Huh? I'm having a little bit of difficulty following you.

The triangle just captures that there are three quantities involved (with any two determining the third). I don't know what you mean with references to bifurcations and binary trees and so on.

If the mention of different domains is about the fact that you can't divide by zero, sure; in the same way, we find problems taking the logarithm of zero, or raising zero to negative powers, with uniquely pinning down roots of negative numbers, etc. For now, I am glossing over these things; let us suppose, for example, that in the ternary relation a * b = c, I intend all quantities to be drawn from some multiplicative group (thus, nonzero, and thus, with any two determining the third).


I didn't watch the video for several reasons, so if I was off, I'm sorry. From the comments I couldn't deduce what's actually wrong with the notation, or which notation for that matter. Yes, bad HN ettiquette is to respond anyway.

> If the mention of different domains is about the fact that you can't divide by zero

> I intend all quantities to be drawn from some multiplicative group

That's it. Still, I was trying to draw some hierarchical network, where log and root are both inverses of exp.

In the same way, multiplication is a special case of addition. Although It might not have to be, if it's just my preference to look at it that way. It reminds me of the diamond dependency problem (https://en.wikipedia.org/wiki/Diamond_problem#The_diamond_pr...).

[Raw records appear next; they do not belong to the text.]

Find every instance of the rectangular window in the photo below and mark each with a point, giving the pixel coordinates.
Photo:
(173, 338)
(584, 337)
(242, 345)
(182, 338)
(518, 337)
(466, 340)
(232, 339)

Multiplicative groups to me look like a special case, too. The arrow diagrams look like category theory. I on the other hand just talk from intuition and my experience with the elementary functions, the order I learned in school.

EDIT: Subtraction and division as well aren't associative, so do they really form a subgroup? Another problem besides needlessly complicated notation is ambiguous notation. Wikipedia lists two alternatives for multiplicative groups. One is a special case of a ring which does have a null element. Now, in c/b=a, c can be the null element, but then a would be too, so c/a=b is still undefined. I'd guess that holds for the non-commutative version as well.